Driving across town on the motorway, the sights changed. On the other side of the city, it had been apparent devastation, but here you could barely tell that anything had happened. Walking up my parents' driveway, I was so anxious to see them, that the moment of disappointment when I reached the door handle and found it locked was huge. I stood there for a few seconds angry and upset that they weren't there when I needed them the most, but then I got it together and realised that there was only one place they could be. I walked the two minutes to my brother's house, and sighed a huge sigh of relief when I saw them all there safe and sound. I broke down a little when I got there, and my brother gave me a huge hug (a lovely thing as he is not usually a huggy type). My Dad said "she needs a wine" which was very true and I got to play with my little nephew which lifted all our spirits. We stayed there because they had a gas barbecue. We were just finishing off our dinner, when the power came back on. The next stage had begun.

I call this stage, watching scenes of destruction on TV while not quite being able to comprehend that this is the same city that you live in. I was glued to the TV for the next few days. Scenes of utter chaos in the centre city, video captured by people in the central city. My experience had been traumatic for sure, but nothing compared with being in the central city, with buildings coming down, dust and rubble everywhere. I realised then just how lucky I had been that I hadn't been in the city.

Colombo St before quake
Colombo St after quake
City before quake
City after quake
Cathedral before quake
Cathedral after quake
A few days of that, and I just needed to help!

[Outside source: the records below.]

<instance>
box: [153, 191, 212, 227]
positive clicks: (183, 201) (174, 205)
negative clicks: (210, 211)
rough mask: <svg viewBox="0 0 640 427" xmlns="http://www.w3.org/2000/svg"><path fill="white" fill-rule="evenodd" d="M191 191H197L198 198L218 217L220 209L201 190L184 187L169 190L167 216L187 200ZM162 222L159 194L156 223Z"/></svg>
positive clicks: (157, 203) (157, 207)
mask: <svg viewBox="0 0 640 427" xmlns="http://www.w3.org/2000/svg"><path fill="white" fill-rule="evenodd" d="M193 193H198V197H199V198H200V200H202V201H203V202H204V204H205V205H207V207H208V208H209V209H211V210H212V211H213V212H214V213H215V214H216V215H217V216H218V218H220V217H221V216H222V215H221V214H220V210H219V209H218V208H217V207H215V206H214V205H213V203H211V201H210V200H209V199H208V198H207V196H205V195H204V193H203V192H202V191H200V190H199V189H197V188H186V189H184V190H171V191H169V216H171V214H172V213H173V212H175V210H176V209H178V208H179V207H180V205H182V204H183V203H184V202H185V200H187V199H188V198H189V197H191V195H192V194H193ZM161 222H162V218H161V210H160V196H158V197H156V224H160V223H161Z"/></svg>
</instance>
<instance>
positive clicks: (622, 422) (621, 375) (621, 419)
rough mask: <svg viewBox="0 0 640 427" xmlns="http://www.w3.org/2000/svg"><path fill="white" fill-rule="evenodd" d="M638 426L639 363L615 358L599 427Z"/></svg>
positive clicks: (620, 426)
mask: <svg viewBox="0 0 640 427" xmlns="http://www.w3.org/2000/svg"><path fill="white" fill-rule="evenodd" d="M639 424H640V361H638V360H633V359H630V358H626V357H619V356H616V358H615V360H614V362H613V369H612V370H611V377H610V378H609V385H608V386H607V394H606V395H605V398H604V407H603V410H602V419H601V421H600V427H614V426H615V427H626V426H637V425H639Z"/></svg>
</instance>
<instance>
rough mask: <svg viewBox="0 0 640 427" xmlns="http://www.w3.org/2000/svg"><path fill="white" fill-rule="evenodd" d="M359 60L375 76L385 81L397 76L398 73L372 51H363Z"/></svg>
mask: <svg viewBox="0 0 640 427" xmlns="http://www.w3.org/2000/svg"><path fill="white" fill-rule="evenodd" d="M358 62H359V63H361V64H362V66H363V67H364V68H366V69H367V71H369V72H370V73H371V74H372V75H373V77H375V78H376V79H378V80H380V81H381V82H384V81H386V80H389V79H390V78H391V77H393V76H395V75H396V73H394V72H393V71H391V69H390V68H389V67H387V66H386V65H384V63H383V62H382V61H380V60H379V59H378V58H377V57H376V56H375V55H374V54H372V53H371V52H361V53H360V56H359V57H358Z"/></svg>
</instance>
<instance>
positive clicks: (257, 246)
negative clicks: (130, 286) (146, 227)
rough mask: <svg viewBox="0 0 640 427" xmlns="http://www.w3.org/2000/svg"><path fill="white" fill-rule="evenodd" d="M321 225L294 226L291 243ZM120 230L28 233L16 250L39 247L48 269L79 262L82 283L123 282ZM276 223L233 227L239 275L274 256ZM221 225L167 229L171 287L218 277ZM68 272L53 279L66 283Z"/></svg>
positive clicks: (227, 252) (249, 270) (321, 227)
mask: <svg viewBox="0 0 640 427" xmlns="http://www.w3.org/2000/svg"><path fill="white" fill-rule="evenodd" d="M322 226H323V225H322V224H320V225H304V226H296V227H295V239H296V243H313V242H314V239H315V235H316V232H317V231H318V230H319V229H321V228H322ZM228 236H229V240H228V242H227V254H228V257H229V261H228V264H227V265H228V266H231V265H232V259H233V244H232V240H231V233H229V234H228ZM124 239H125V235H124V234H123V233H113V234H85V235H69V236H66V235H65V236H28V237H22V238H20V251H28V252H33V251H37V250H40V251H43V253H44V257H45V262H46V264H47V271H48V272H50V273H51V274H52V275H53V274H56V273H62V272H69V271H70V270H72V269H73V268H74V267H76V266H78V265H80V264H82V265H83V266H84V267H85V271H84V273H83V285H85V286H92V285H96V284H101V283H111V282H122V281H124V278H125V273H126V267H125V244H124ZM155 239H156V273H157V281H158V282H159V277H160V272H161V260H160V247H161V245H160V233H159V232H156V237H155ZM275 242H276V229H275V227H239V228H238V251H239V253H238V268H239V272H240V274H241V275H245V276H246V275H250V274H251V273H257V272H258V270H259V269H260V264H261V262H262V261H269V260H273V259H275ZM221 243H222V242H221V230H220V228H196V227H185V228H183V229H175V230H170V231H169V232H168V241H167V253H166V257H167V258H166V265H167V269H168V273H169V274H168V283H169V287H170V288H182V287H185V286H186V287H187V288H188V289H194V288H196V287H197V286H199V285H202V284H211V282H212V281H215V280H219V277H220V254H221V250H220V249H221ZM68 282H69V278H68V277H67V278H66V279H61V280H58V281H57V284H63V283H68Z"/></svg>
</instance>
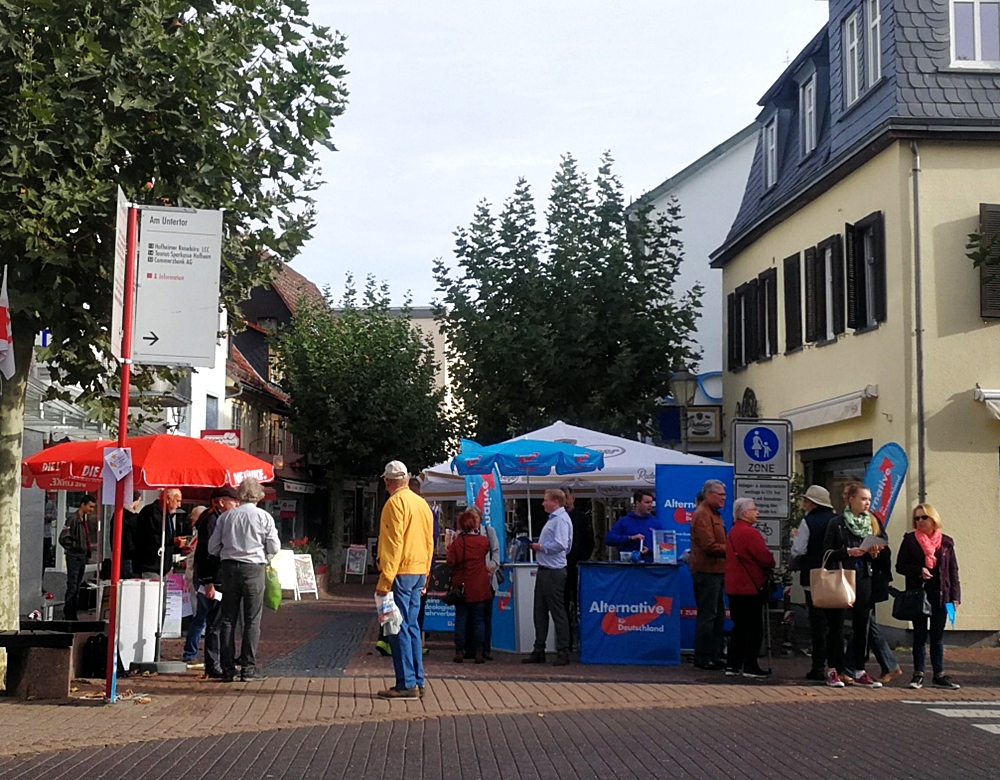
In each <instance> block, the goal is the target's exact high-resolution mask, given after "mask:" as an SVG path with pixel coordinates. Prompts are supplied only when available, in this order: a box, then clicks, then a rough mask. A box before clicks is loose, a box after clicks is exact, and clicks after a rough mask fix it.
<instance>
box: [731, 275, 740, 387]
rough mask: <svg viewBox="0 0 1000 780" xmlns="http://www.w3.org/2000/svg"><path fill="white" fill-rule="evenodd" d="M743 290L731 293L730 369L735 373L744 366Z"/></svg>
mask: <svg viewBox="0 0 1000 780" xmlns="http://www.w3.org/2000/svg"><path fill="white" fill-rule="evenodd" d="M742 297H743V293H742V288H741V287H737V288H736V292H732V293H729V369H730V370H731V371H735V370H736V369H737V368H739V367H740V366H742V365H743V312H742V310H741V307H740V301H741V299H742Z"/></svg>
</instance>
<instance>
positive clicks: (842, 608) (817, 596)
mask: <svg viewBox="0 0 1000 780" xmlns="http://www.w3.org/2000/svg"><path fill="white" fill-rule="evenodd" d="M831 552H833V550H827V551H826V555H824V556H823V566H822V567H821V568H819V569H813V570H812V571H811V572H809V588H810V590H811V592H812V601H813V606H815V607H818V608H819V609H847V608H848V607H853V606H854V597H855V595H856V594H857V588H856V586H855V582H854V575H855V572H854V569H828V568H826V561H827V558H829V557H830V553H831Z"/></svg>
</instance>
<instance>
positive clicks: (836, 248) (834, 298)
mask: <svg viewBox="0 0 1000 780" xmlns="http://www.w3.org/2000/svg"><path fill="white" fill-rule="evenodd" d="M827 243H828V246H829V247H830V249H831V250H832V251H831V261H830V263H831V265H832V266H833V281H832V284H831V285H830V290H831V294H832V297H833V300H832V301H830V304H829V305H830V306H832V307H833V332H834V333H843V332H844V246H843V242H842V240H841V238H840V236H830V238H828V239H827Z"/></svg>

My flat still had no power or water, but my parents' had both, so I stayed there and helped out in a welfare centre nearby. Just doing something was keeping me and my mind largely occupied. Unless you were allowed to be in the city centre it is still completely off limits. Apparently 75% of the CBD will be destroyed. There are still large areas without power, water and sewage, 3 weeks on. The roads are cut up and closed everywhere you look. The most devastating part of course is the loss of life. So far 166 and possibly more to come.

I have survivor guilt. My flat has surfaced largely unscathed. I don't know any of the people identified as part of the death toll (although I know people that do) and I heave a huge sigh of relief each time I read that list and don't recognise any of the names. I haven't lost my job (although it is in the cordon so it is off limits at the moment).

I was so looking forward to going back to Burwood school, and seeing the kids again. Unfortunately that was not to be as it is pretty damaged. Grad school has swapped schools so I get the most out of the placement. I understand their reasoning, for sure. It makes sense. I am sad though that I won't get the chance to see the kids again. I start Monday.

Right now, I am in Whangaparoa (an hour north of Auckland) staying with my sister to get away from the aftershocks. I have found myself getting more and more anxious and jittery with each aftershock. I felt so silly to be complaining about anything when I was so lucky. But really, I wasn't coping too well. I didn't quite realise it, but helping others was just a way of keeping my own feelings at bay. I'm ok, and feel lucky, but the enormity of losing my city and the grief over the deaths of those unfortunate ones (even though I don't know them) coupled with the aftershocks mean that I needed to get away. I'm glad I did. I feeling rested, and should be able to cope with Christchurch when I return on Sunday.

As for the future. I'm in Christchurch til the end of the year at least, with my course. But I think I will stay. A large part of my family is there and I do love my city. At this point we just have to stay positive, and as this photo that I found says, "We will rebuild".